Na época, Melissa pesava cerca de 120 kg aos 26 anos e tinha IMC (índice de massa corporal)
45, o que a classificava como pessoa com obesidade. Além disso, ela também tinha apnéia do sono (distúrbio que causa repetidas paragens respiratórias durante o sono), estava pré-diabética e com gordura no fígado e cirrose hepática.
A obesidade é uma das doenças mais prevalentes no Brasil. De acordo com dados do SISVAN (Sistema de Vigilância Alimentar e Nutricional), do Ministério da Saúde, cerca de 34,66% da população brasileira estão em algum nível de obesidade.
"Minha família tem a genética de obesidade. Inclusive, minha mãe fez cirurgia bariátrica há 12 anos. Então eu sempre tentei emagrecer. Fiz dieta, academia, reeducação alimentar, mas não era o suficiente. Na época da pandemia de covid, quando cheguei aos 25 anos, tive um aumento de peso muito grande e também da compulsão alimentar", conta Melissa.
O estopim para a decisão de realizar a cirurgia bariátrica veio justamente nesse período, quando Melissa passou por um quadro de embolia pulmonar e trombose na perna esquerda.

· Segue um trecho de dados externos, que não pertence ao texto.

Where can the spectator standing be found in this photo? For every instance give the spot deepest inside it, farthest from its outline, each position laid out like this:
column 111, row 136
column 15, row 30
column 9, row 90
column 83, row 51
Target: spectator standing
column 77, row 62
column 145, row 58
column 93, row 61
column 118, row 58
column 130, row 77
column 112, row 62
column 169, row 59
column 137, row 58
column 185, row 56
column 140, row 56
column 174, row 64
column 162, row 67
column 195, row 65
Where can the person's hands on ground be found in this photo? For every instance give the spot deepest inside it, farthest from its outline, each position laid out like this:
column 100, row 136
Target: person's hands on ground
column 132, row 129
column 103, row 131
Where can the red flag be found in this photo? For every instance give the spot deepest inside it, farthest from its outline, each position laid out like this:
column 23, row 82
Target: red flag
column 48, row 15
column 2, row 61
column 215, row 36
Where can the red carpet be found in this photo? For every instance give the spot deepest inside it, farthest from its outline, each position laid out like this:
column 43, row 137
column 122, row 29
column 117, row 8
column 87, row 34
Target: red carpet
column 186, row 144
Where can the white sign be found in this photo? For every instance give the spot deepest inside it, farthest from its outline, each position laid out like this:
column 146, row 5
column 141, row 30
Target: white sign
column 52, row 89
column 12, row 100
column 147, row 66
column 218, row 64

Não havia histórico de trombose na família, o problema estava relacionado com a obesidade.
"Caiu minha ficha de que eu precisava de ajuda para emagrecer. Todos os médicos que chegavam para conversar comigo falavam sobre a obesidade, que essa comorbidade poderia ter sido também uma das causas da trombose. E como eu tinha 25 anos, eu queria viver", relata.
Ao sair da UTI (Unidade de Tratamento Intensiva), Melissa buscou um cirurgião bariátrico, realizou os exames e iniciou os preparativos para a cirurgia, que veio a ser realizada apenas no ano seguinte. "Eu acompanhei o processo da minha mãe. Então eu sabia que não era algo fácil e foi algo muito conversado. Eu precisei realmente entender pelo que o meu corpo passaria. Eu iria depender muito de mim, fazer o uso dessa ferramenta, mas saber que a bariátrica sozinha ela não iria fazer milagre", destaca.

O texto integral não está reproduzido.